Por consiguiente, ni garanticemos los depósitos ni limitemos su remuneración. Quien quiera un depósito absolutamente seguro, que contrate un depósito tradicional de guarda y custodia (100% de reserva) y asuma sus elevados costes (comisiones anuales del 2-3% sobre el total) en lugar de trasladárselos al resto de la sociedad. El resto, seleccionemos juiciosamente los bancos y forcemos una retirada de depósito a la más mínima sospecha, lo que disciplinará a los banqueros y hará que sus depósitos remunerados acarreen riesgos prácticamente nulos (pues estarán invertidos en activos a corto plazo y muy líquidos). A su vez, si aspiramos a rentabilidades altas, nos tendremos que marchar a la bolsa o al mercado de deuda corporativa a largo plazo, donde todos somos conscientes de que existen riesgos y de que conviene analizar bien dónde colocamos nuestros ahorros.

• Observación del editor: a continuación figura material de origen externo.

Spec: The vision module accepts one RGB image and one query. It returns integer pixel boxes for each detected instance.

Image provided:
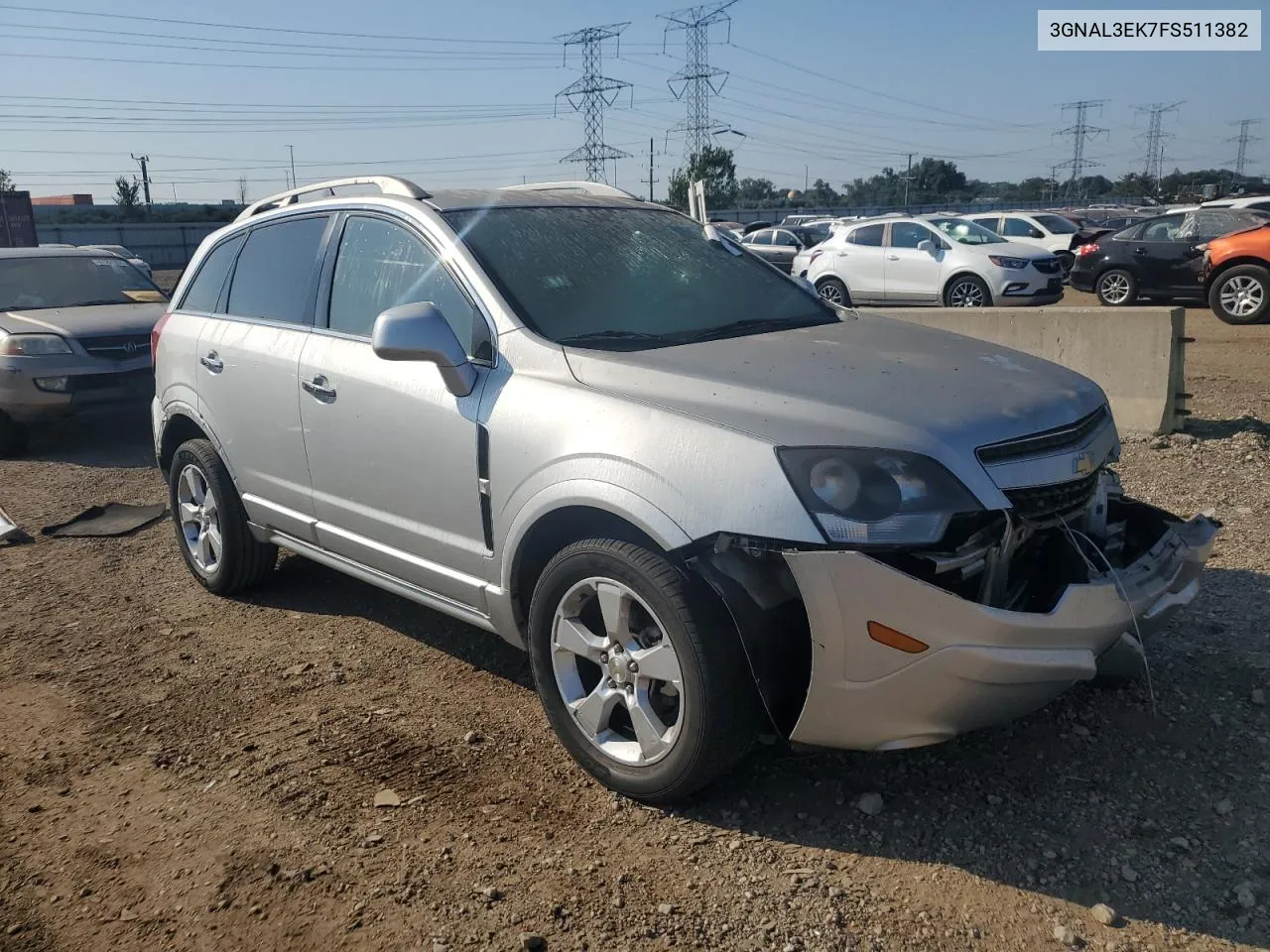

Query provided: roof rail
[234,176,432,221]
[499,178,644,202]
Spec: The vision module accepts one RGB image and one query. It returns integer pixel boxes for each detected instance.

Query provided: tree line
[668,146,1266,209]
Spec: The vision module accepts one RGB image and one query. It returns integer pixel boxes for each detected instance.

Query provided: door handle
[300,373,335,404]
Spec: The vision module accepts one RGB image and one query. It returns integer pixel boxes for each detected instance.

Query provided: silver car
[0,248,168,456]
[154,178,1218,802]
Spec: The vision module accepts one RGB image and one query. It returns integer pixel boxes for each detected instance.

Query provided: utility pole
[557,23,635,181]
[641,139,657,202]
[1056,99,1107,199]
[904,153,913,208]
[128,153,150,214]
[658,0,736,160]
[1225,119,1261,181]
[1133,100,1184,191]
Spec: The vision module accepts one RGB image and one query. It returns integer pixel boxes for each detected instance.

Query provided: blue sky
[0,0,1270,202]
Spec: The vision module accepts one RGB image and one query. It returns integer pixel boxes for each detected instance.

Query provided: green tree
[114,176,141,218]
[670,146,738,210]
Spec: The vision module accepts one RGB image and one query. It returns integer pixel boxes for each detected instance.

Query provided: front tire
[816,278,851,307]
[0,410,31,459]
[168,439,278,595]
[528,538,762,803]
[1093,268,1138,307]
[1207,264,1270,323]
[944,274,992,307]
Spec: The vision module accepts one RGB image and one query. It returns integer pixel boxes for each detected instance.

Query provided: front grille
[78,334,150,361]
[975,405,1107,464]
[1004,471,1099,520]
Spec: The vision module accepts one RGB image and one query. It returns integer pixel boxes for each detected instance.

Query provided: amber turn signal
[869,622,930,654]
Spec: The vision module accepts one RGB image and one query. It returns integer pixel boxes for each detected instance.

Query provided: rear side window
[181,235,244,313]
[847,225,885,248]
[228,216,326,323]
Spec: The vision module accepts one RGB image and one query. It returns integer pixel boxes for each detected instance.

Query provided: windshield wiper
[676,317,834,344]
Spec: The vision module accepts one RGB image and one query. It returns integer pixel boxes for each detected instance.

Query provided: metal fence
[36,222,225,271]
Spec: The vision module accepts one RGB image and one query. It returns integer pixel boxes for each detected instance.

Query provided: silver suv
[154,178,1218,801]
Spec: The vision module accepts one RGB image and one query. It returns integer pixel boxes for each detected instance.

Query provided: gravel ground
[0,298,1270,952]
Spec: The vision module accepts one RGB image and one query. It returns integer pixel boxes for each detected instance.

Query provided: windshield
[444,205,838,349]
[1033,214,1080,235]
[927,218,1006,245]
[0,255,168,311]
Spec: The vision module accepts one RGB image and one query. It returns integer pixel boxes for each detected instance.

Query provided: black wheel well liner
[159,414,207,477]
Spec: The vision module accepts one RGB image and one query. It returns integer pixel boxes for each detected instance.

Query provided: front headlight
[0,334,75,357]
[988,255,1028,271]
[777,447,981,545]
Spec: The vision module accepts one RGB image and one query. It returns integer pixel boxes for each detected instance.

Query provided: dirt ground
[0,296,1270,952]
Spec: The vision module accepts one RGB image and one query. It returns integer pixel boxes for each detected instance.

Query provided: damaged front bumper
[784,503,1219,750]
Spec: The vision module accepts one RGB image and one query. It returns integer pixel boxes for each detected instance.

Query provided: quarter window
[327,217,488,355]
[181,235,244,313]
[228,216,326,323]
[847,225,886,248]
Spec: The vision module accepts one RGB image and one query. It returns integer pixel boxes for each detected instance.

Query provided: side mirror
[371,300,476,396]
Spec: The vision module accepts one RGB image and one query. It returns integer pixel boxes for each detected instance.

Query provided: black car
[1070,208,1270,307]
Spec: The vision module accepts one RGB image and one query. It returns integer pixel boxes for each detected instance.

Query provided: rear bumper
[785,508,1218,750]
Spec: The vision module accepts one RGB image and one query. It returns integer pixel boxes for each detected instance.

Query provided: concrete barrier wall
[869,307,1189,434]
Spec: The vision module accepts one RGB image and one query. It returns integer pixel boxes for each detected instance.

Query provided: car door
[300,212,493,612]
[884,221,944,303]
[826,223,886,302]
[196,214,331,540]
[767,228,803,274]
[1126,213,1195,294]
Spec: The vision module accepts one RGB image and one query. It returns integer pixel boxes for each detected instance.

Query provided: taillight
[150,311,172,367]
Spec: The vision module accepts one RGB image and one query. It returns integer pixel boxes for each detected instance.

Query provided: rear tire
[0,410,31,459]
[1093,268,1138,307]
[816,278,852,307]
[528,538,762,803]
[168,439,278,595]
[1207,264,1270,323]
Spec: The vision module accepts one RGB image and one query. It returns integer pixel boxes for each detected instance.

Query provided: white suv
[965,212,1080,276]
[794,214,1063,307]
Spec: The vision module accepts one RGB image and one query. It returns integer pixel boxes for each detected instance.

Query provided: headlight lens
[777,447,981,545]
[988,255,1028,271]
[0,334,75,357]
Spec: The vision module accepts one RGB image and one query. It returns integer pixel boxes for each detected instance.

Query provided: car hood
[0,303,167,337]
[566,313,1106,459]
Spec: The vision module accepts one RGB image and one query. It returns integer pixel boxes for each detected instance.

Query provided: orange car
[1204,222,1270,323]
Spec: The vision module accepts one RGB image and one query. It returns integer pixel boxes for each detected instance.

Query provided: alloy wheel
[552,577,685,767]
[1220,274,1266,317]
[1101,274,1129,304]
[949,281,983,307]
[177,463,222,575]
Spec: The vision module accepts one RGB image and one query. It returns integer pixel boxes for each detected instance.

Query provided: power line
[557,23,635,181]
[1056,99,1107,198]
[658,0,736,158]
[1133,100,1185,190]
[1225,119,1261,178]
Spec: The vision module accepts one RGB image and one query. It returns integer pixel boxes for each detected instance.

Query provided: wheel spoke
[569,681,621,738]
[631,641,684,688]
[557,618,604,663]
[595,581,631,644]
[626,690,666,757]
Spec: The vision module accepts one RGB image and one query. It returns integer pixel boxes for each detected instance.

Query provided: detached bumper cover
[785,516,1219,750]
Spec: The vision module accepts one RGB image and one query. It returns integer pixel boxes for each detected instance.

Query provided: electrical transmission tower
[1225,119,1261,180]
[557,23,635,181]
[658,0,736,158]
[1056,99,1106,198]
[1133,100,1183,190]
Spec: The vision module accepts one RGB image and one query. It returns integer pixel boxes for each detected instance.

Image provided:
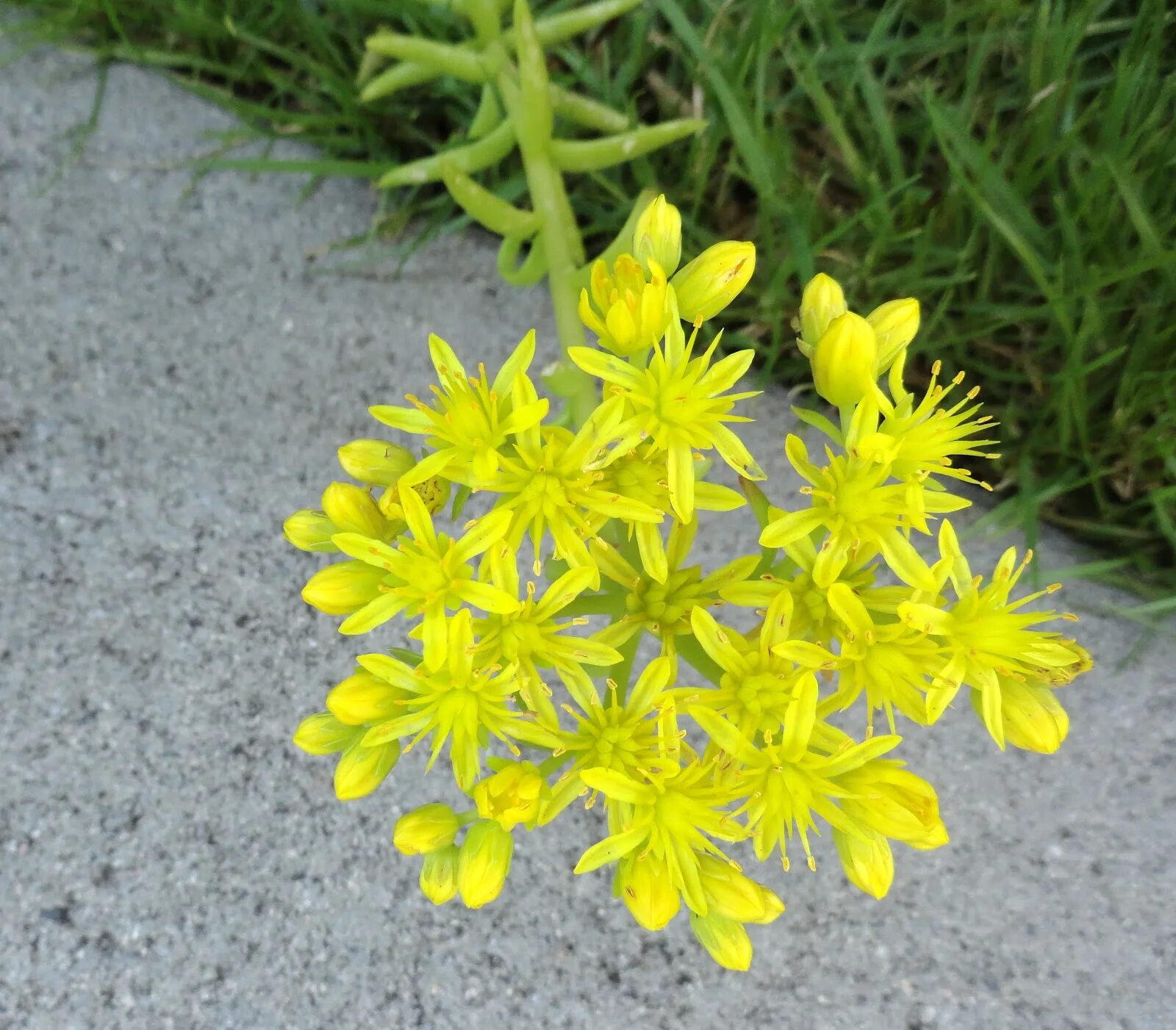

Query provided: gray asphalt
[0,42,1176,1030]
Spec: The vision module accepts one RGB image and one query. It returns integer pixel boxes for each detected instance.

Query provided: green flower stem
[376,120,515,190]
[608,630,643,705]
[551,118,707,172]
[535,0,642,47]
[441,161,539,239]
[560,594,625,619]
[367,31,494,82]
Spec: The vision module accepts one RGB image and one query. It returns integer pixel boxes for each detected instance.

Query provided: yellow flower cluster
[286,198,1090,969]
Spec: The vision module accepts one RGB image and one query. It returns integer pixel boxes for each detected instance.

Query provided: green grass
[10,0,1176,616]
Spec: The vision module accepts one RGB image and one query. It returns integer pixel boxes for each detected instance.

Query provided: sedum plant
[357,0,706,419]
[286,198,1090,970]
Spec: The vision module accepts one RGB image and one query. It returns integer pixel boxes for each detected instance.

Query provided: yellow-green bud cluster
[284,198,1090,970]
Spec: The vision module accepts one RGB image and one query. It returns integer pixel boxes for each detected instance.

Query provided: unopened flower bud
[294,711,356,755]
[473,762,551,830]
[378,476,449,527]
[673,240,755,323]
[392,804,459,855]
[457,820,514,909]
[327,669,404,725]
[833,828,894,898]
[302,562,388,615]
[322,483,387,540]
[690,912,751,973]
[578,254,670,358]
[335,738,400,801]
[972,676,1070,755]
[620,855,681,932]
[841,760,948,849]
[417,844,459,905]
[866,296,919,375]
[800,272,847,358]
[811,311,878,407]
[698,855,784,923]
[633,194,682,275]
[282,508,339,552]
[339,440,416,487]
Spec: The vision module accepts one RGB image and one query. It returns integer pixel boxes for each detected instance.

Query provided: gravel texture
[0,44,1176,1030]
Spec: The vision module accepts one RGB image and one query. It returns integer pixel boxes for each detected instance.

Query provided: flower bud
[473,762,551,830]
[335,741,400,801]
[833,828,894,898]
[327,669,404,725]
[417,844,459,905]
[839,760,948,849]
[578,254,670,358]
[457,820,514,909]
[811,311,878,407]
[302,562,388,615]
[800,272,847,358]
[988,676,1070,755]
[698,855,784,923]
[866,296,919,375]
[392,804,459,855]
[633,192,682,275]
[322,483,387,540]
[690,912,751,973]
[294,711,356,755]
[617,855,681,932]
[339,440,416,487]
[282,508,339,552]
[673,240,755,325]
[378,476,449,519]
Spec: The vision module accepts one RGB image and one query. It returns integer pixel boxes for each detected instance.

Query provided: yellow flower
[686,705,902,870]
[827,582,942,736]
[359,608,557,790]
[633,192,682,275]
[473,758,551,830]
[580,254,673,358]
[542,658,678,823]
[845,361,1000,487]
[333,490,519,669]
[487,390,663,583]
[392,804,461,855]
[898,521,1091,749]
[475,544,621,719]
[760,434,968,590]
[370,331,548,487]
[690,593,837,747]
[672,240,755,325]
[568,312,764,522]
[590,521,759,662]
[457,820,514,909]
[575,760,747,916]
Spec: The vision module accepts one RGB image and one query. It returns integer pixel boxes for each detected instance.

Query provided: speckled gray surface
[0,42,1176,1030]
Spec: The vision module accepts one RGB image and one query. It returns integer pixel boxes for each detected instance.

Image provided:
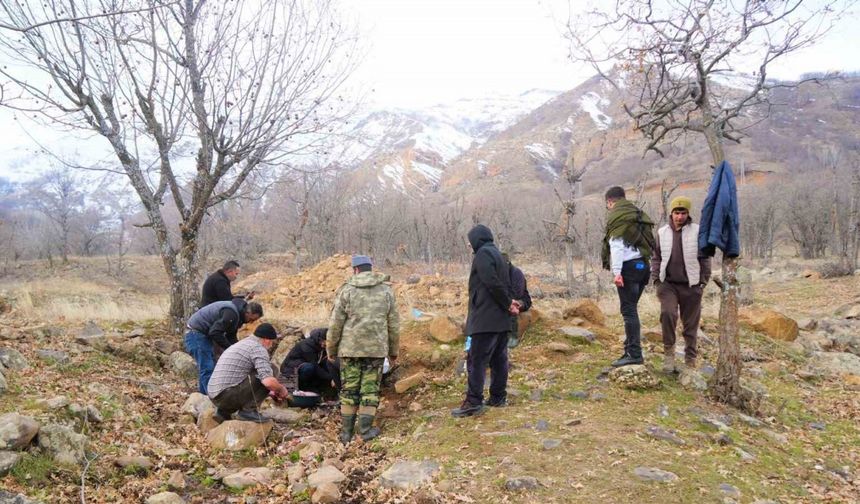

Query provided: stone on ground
[206,420,274,451]
[308,466,346,488]
[379,460,440,489]
[0,413,39,450]
[633,467,678,483]
[39,424,87,465]
[221,467,272,490]
[609,364,663,390]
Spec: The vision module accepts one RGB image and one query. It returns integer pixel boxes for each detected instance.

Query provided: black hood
[468,224,493,252]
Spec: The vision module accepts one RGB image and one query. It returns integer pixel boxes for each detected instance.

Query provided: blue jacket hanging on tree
[699,161,741,257]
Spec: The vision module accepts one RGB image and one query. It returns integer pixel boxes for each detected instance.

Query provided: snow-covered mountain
[337,89,560,192]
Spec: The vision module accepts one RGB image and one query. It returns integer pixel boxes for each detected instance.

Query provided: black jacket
[281,328,328,376]
[466,224,511,335]
[200,270,233,308]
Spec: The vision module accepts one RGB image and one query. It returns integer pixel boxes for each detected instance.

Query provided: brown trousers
[657,282,704,360]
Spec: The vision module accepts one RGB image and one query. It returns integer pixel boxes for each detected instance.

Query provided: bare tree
[568,0,852,407]
[0,0,355,329]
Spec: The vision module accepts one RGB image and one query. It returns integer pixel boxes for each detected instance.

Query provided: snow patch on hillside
[579,91,612,130]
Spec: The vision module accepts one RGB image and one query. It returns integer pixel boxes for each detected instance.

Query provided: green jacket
[326,271,400,358]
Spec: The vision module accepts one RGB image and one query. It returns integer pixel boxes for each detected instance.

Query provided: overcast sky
[0,0,860,180]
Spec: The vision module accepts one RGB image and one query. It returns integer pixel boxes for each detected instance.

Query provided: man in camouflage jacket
[326,256,400,444]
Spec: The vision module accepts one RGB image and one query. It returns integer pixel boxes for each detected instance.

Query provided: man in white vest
[651,196,711,373]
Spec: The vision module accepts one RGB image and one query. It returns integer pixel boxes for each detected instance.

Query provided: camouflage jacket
[326,271,400,358]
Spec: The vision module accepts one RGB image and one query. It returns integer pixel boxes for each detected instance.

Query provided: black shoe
[236,410,269,423]
[451,401,486,418]
[487,397,508,408]
[612,355,645,367]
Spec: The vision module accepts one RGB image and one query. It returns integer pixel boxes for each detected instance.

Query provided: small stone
[633,467,678,483]
[311,483,340,504]
[505,476,540,492]
[0,451,21,477]
[379,460,440,489]
[167,471,185,490]
[308,466,346,488]
[645,425,687,446]
[719,483,741,499]
[146,492,185,504]
[394,371,425,394]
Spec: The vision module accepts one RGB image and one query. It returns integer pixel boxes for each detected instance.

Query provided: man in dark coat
[185,298,263,395]
[451,224,519,417]
[200,260,254,308]
[281,327,340,394]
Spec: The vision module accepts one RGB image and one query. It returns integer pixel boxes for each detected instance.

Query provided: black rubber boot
[340,415,355,444]
[358,415,382,441]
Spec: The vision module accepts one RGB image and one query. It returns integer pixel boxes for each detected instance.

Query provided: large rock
[394,371,425,394]
[146,492,185,504]
[181,392,215,420]
[39,424,87,465]
[560,326,597,345]
[308,466,346,488]
[379,460,439,489]
[425,316,463,343]
[809,352,860,376]
[206,420,274,451]
[744,310,799,341]
[609,364,663,390]
[0,451,21,477]
[0,348,30,371]
[170,351,197,380]
[222,467,272,490]
[564,299,606,326]
[0,413,39,450]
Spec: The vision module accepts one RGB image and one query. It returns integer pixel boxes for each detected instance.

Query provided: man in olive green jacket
[326,256,400,444]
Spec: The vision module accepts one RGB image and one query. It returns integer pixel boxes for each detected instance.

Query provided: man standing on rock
[200,260,254,308]
[451,224,520,417]
[651,196,711,373]
[208,323,288,423]
[185,298,263,395]
[326,255,400,444]
[600,186,654,367]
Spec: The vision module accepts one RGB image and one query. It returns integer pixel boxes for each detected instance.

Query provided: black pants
[212,366,278,415]
[466,332,508,405]
[616,259,650,359]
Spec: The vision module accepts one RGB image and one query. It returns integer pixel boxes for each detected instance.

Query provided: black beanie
[254,322,278,339]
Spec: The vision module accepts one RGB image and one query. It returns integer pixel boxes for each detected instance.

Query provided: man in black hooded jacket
[451,224,519,417]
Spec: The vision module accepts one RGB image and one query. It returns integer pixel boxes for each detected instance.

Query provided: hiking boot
[663,350,678,374]
[340,415,355,444]
[358,415,382,442]
[487,397,508,408]
[451,401,486,418]
[236,410,269,423]
[611,355,645,367]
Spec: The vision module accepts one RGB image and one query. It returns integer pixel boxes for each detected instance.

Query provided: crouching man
[209,323,288,423]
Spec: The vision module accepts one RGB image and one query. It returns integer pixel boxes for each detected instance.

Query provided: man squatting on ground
[208,323,289,423]
[651,196,711,373]
[185,298,263,395]
[601,186,654,367]
[326,255,400,444]
[451,224,519,417]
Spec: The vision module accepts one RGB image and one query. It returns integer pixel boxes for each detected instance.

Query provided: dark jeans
[466,332,508,405]
[185,329,215,395]
[616,259,650,359]
[298,360,340,394]
[212,366,278,416]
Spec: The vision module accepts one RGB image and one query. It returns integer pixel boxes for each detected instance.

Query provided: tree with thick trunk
[0,0,355,329]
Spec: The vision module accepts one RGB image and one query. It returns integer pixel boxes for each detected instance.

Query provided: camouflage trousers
[340,357,385,407]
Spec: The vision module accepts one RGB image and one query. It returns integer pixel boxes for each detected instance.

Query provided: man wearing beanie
[651,196,711,373]
[209,323,288,423]
[326,255,400,444]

Todo lo demás es subvencionar la incontrolable imprudencia bancaria generando una sensación de falsa seguridad a costa de socializar las inexorables pérdidas de una mala gestión bancaria convalidada por los depositantes. La limitación de las rentabilidades de los superdepósitos es sólo una consecuencia más de este perverso modelo: como ya supo ver Mises, las intervenciones políticas suelen generar nefastas consecuencias no previstas que terminan reclamando la adopción de nuevas intervenciones que, lejos de solventar el problema originario, dan lugar a otros nuevos que, a su vez, requerirán de nuevas contraproducentes intervenciones. Desregular sin privilegios (sin acceso a bancos centrales y sin garantías estatales) es la manera de que los bancos vuelvan a ser lo que jamás debieron dejar de ser.